As for Basin and Range, the congressmen point out it is larger than Rhode Island and was created as “a personal favor to then-Senate Minority Leader Harry Reid. According to a former Obama adviser, ‘it is only due to Harry Reid that [Basin and Range] is getting done.’”

The letter quotes opposition to the monument from the Nevada Farm Bureau, as well as Lincoln and Nye County commissioners.

Nye County Commissioner Lorinda Wichman called the monument “an excellent example of hypocrisy,” noting that Reid insisted on local consent for the construction of a nuclear waste repository in Nye County at Yucca Mountain, which many in Nye favor, while ignoring the lack of local consent for Basin and Range, which many opposed because of its impact on recreation, grazing and mineral exploration.

The letter also points out that one of the motives for creating Basin and Range was to provide a buffer for an “art” project on a strip of private land, which has nothing to do with protecting antiquities.

According to a Washington Post article in 2015, Reid, who for two years could not get Congress to go along with his proposal to put the land off limits, asked Obama to create a national monument partly as a buffer for a giant earthen and concrete art project called “City” and described as “reminiscent of a ceremonial Mesoamerican city stretching across an expanse of desert nearly the size of the Mall” in Washington.
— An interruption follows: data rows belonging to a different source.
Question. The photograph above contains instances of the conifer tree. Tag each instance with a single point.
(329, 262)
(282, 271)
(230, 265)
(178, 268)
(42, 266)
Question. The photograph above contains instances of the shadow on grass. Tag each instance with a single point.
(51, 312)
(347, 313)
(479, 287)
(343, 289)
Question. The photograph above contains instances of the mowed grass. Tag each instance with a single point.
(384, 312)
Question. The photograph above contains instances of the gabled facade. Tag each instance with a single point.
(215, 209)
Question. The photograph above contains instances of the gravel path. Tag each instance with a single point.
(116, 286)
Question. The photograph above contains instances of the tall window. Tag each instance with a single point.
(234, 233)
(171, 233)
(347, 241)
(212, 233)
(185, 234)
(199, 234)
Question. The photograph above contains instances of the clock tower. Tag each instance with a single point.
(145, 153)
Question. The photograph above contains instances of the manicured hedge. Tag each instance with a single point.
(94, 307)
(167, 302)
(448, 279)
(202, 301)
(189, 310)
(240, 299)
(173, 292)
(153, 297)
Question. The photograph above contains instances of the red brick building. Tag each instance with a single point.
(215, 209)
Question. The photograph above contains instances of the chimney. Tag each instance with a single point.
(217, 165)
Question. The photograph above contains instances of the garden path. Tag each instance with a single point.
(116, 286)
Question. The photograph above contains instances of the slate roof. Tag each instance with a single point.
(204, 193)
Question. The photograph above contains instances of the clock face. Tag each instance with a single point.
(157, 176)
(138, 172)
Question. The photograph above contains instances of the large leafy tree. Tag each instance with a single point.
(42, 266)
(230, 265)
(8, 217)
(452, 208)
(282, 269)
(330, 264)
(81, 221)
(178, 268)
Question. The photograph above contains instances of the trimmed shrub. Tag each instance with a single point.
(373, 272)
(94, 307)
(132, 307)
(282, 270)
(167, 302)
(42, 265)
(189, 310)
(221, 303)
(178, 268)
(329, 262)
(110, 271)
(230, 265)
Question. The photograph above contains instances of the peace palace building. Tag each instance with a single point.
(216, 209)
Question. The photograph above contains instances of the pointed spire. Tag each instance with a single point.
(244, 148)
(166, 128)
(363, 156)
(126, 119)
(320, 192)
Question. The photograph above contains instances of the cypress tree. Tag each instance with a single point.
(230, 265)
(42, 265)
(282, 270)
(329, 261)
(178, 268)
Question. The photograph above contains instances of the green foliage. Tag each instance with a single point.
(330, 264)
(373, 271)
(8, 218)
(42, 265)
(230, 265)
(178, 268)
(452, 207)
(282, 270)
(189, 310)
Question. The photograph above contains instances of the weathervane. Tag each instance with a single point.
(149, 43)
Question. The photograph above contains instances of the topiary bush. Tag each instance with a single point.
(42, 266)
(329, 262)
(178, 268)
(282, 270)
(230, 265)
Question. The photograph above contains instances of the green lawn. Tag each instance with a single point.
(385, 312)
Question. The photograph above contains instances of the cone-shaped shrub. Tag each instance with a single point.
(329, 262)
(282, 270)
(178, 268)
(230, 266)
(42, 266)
The “artist” has been working on it for 50 years and allows only VIP visitors and journalists to view his work.

Though both Amodei and then-Rep. Cresent Hardy, in whose districts the monument is located, opposed it, Reid persuaded Obama, who owed him a favor or two for such things as ObamaCare and ending the filibuster for judicial nominations.

The caucus letter recommends the monument be reduced to about 2,500 acres — “the smallest area compatible with proper care and management of the objects to be protected.”

As for Gold Butte, the letter notes the designation specifically bans grazing and suggests it was “political retribution” against the Bundy family, whose cattle have grazed in the area for more than a century. Cliven Bundy and four of his sons are currently in jail awaiting trial on charges growing out of an armed standoff in 2014 when BLM agents attempted to confiscate their cattle.

In January, Amodei and Sen. Dean Heller introduced the Nevada Land Sovereignty Act, which intends to prevent the threat of executive action designating or expanding national monuments without congressional approval or local support.